Raytheon Canada of Calgary alleges that soldiers from Garrison Petawawa in the Ottawa Valley, along with officials from Public Works, now known as Public Services and Procurement, did not follow proper procedures in their evaluation of high-tech equipment for the battlefield.
The equipment from the Integrated Soldier System Project, or ISSP, will improve the way soldiers communicate in the field.
Raytheon Canada, with facilities in Ottawa and Calgary, filed its complaint with the Canadian International Trade Tribunal in September and is expecting a ruling next month.
“We expect to receive a result from this protest process in February,” Terry Manion, vice president of Raytheon Canada, stated in an email. “We look forward to a positive outcome that produces a fair, reliable and objective result. Because deliberations are currently ongoing we are unable to comment further at this time.”

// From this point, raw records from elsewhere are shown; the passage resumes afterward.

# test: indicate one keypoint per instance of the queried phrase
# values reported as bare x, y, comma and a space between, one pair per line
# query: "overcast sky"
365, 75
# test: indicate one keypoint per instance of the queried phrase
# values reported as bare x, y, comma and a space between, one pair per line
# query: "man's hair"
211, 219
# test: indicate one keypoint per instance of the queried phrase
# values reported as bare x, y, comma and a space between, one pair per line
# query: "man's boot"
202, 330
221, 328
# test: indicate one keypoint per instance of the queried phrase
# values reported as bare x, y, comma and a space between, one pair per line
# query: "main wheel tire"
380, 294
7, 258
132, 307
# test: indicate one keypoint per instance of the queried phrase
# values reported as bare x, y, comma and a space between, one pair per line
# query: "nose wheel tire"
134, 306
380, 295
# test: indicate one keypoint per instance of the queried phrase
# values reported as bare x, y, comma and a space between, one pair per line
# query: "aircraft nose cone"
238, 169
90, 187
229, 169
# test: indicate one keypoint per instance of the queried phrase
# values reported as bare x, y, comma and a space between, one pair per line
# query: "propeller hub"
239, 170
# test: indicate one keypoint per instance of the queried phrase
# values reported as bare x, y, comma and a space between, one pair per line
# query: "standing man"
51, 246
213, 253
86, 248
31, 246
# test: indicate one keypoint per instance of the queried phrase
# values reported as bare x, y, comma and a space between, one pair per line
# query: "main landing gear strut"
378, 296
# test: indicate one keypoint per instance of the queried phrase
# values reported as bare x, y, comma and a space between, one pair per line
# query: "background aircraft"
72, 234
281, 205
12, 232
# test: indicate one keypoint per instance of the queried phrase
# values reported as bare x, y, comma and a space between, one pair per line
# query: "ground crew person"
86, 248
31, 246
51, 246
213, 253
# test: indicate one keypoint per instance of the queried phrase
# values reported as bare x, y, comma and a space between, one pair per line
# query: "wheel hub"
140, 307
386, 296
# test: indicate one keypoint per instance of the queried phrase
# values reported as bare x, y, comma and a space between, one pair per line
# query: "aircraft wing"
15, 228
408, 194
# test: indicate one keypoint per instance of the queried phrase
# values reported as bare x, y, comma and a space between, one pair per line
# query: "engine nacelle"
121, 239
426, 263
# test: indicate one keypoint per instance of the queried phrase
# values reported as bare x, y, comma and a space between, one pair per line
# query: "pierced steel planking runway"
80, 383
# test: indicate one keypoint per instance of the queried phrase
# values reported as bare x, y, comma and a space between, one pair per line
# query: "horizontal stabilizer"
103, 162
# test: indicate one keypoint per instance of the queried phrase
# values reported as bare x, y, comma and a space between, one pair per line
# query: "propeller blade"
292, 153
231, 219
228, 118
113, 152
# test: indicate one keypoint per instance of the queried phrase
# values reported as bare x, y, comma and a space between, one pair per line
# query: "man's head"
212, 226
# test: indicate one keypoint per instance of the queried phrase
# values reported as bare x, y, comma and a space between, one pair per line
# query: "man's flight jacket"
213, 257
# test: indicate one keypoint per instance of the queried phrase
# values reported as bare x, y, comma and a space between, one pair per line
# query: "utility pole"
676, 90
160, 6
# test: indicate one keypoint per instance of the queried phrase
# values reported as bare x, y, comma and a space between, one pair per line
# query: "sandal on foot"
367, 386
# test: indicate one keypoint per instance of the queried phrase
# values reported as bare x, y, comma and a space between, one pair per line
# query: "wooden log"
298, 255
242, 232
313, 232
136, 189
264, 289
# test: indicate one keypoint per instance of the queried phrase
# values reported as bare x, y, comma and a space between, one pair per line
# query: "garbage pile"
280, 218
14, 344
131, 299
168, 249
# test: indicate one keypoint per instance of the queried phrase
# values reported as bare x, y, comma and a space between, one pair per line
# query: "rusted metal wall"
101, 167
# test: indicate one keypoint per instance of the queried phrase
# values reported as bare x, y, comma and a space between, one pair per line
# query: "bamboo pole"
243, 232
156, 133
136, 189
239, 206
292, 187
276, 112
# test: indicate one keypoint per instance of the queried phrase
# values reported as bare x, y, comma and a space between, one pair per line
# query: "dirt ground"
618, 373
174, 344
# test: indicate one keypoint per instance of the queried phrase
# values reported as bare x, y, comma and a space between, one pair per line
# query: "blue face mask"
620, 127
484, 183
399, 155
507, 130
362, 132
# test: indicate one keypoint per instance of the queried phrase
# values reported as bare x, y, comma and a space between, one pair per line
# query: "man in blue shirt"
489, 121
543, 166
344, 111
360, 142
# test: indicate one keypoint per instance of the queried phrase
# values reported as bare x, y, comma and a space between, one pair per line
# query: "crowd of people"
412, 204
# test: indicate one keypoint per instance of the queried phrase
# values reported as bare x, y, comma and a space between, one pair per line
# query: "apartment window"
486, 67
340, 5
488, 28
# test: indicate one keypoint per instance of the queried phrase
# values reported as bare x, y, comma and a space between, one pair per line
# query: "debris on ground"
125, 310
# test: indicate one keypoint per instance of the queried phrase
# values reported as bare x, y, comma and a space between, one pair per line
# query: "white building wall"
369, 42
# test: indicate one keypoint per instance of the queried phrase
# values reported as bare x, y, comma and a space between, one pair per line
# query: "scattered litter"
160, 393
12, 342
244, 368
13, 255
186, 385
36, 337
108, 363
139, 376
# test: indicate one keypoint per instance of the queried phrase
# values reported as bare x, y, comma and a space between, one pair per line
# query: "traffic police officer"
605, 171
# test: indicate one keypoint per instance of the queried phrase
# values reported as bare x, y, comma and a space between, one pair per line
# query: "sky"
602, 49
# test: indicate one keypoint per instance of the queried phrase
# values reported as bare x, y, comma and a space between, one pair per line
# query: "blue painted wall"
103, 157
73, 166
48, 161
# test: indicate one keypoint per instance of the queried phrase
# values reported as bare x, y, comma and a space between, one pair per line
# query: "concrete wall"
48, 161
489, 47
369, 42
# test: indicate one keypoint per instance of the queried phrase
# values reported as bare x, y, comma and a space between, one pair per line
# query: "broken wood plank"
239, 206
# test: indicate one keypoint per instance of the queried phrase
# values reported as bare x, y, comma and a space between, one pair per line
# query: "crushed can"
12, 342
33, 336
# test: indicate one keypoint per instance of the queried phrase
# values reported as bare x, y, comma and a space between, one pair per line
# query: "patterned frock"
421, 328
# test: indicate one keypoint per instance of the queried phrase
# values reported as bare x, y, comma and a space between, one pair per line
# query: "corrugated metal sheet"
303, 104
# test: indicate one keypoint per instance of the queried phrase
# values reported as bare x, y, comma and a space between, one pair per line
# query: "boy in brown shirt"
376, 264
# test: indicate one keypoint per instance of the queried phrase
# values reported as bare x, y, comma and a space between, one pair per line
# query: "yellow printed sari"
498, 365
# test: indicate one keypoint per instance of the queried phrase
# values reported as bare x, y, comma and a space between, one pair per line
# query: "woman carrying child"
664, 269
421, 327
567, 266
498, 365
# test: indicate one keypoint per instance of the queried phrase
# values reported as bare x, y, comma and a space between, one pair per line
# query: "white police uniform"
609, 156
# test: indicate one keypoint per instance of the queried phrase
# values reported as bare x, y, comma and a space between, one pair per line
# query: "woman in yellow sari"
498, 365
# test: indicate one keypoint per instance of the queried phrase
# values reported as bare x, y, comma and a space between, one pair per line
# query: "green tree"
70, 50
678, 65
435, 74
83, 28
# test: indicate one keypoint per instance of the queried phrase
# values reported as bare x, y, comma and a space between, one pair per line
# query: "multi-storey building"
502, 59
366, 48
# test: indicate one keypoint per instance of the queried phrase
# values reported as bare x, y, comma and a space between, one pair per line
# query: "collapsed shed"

Rheinmetall Canada was selected to provide the high-tech gear which would not only allow troops to track each other as they move throughout the battlefield, but feed communications and targeting information into their helmets or data devices they could carry.

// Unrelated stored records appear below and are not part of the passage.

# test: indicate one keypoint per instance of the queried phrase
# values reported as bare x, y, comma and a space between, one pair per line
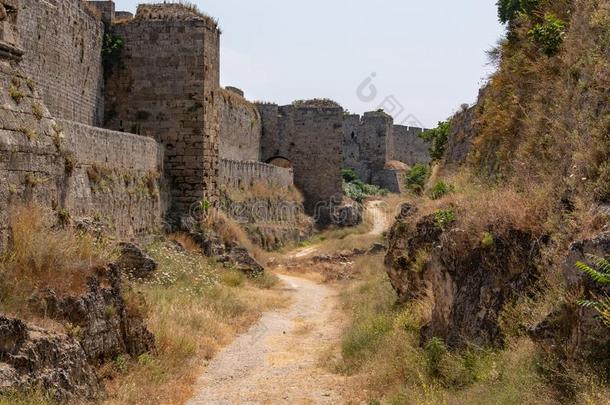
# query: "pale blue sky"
429, 55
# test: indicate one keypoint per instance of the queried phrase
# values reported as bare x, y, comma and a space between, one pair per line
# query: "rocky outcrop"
135, 262
101, 319
239, 258
275, 236
31, 357
349, 213
571, 331
466, 285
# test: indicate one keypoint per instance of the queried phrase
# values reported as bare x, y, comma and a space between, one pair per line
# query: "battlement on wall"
243, 174
173, 12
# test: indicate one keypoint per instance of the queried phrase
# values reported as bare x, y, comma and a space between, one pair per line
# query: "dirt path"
276, 361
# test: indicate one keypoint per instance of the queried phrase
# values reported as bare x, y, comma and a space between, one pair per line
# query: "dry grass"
381, 349
195, 309
231, 232
185, 241
43, 255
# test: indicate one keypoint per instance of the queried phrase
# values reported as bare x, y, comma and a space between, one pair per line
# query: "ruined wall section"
405, 145
166, 87
62, 41
240, 127
77, 170
365, 143
242, 174
310, 137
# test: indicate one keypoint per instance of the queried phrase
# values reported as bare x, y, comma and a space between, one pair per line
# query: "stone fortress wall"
242, 174
309, 135
63, 42
372, 141
165, 86
77, 170
405, 145
240, 126
174, 135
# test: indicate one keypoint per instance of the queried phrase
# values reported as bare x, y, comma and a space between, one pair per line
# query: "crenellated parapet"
9, 38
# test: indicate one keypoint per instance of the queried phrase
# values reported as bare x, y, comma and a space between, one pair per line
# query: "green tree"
600, 273
415, 179
438, 138
508, 10
549, 34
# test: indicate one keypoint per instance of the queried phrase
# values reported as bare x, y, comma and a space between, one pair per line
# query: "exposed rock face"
104, 324
31, 357
347, 214
467, 286
274, 236
572, 331
135, 262
239, 258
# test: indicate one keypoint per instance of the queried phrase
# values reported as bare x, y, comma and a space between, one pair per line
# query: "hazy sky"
428, 57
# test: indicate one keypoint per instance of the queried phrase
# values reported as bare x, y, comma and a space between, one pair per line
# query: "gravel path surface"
278, 360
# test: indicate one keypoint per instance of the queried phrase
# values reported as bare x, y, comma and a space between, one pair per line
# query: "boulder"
135, 262
571, 331
347, 214
466, 285
32, 357
240, 259
102, 321
376, 249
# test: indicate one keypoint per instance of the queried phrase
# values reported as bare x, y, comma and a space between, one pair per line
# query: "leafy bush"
438, 138
356, 189
509, 9
416, 178
549, 34
349, 175
440, 189
444, 218
112, 48
600, 273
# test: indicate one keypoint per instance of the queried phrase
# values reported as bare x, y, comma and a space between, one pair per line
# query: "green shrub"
509, 9
112, 47
600, 273
444, 218
440, 189
349, 175
549, 34
435, 351
488, 239
415, 179
438, 138
356, 189
233, 278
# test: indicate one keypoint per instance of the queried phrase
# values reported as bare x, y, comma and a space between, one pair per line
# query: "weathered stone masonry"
240, 127
371, 141
239, 174
166, 87
310, 137
75, 169
63, 43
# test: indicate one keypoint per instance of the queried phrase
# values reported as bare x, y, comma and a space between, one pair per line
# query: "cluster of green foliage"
444, 218
549, 34
415, 180
438, 139
440, 189
508, 10
356, 189
600, 273
112, 47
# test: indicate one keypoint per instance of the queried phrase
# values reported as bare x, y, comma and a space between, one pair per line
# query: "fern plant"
600, 273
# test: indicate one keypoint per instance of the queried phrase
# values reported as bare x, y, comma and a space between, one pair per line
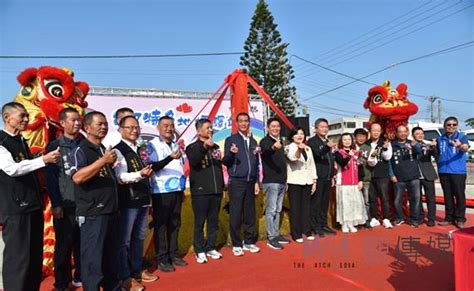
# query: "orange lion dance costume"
44, 92
389, 107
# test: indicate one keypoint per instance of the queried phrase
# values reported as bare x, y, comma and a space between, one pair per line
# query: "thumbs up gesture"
109, 156
234, 149
52, 157
147, 171
277, 145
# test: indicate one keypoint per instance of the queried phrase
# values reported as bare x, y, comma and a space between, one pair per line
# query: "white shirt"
112, 139
386, 155
14, 169
121, 168
246, 139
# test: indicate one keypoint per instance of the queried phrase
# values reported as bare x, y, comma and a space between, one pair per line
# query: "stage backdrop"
149, 109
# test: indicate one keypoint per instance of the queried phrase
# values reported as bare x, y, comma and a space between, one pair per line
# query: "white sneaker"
214, 254
352, 228
237, 251
345, 228
201, 258
387, 223
374, 222
76, 283
251, 248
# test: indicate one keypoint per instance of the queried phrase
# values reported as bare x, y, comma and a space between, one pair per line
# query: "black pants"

Alain Tremblay, vice-president of business development for Rheinmetall Canada, said the firm could not comment because the issue is now before the tribunal.
Public Services and Procurement Canada declined to comment because of the ongoing tribunal proceedings but noted that it is committed to open and fair competitions. The Integrated Soldier System Project is continuing as scheduled and has not been delayed, a Public Services official added.
In its complaint to the tribunal, Raytheon alleges that the evaluation of the equipment was “arbitrary and imprecise.”
It noted that the soldiers at Garrison Petawawa who performed the evaluation “lacked the necessary expertise,” that they based their evaluation on undisclosed criteria, and that the government failed to follow the stated process.
“Aspects of the evaluation process raise a reasonable apprehension of bias,” the Raytheon complaint alleged.
It has asked the tribunal to terminate the contract to Rheinmetall and have the federal government re-evaluate the bids it received for the ISSP.
Raytheon Canada also wants to receive compensation for the costs it incurred as a result of the Public Services and Procurement department failing to tell the firm that it had not passed a key part of the evaluation. Relying on assurances from the federal department that it had passed the written portion of the competition, the company continued to pump in money preparing for a possible contract award.
Rheinmetall is continuing to work on the project and is expected to finish the first phase sometime this year, according to Department of National Defence sources. Once that is successfully done the government will proceed with the option of buying more than 4,000 of the systems for the troops.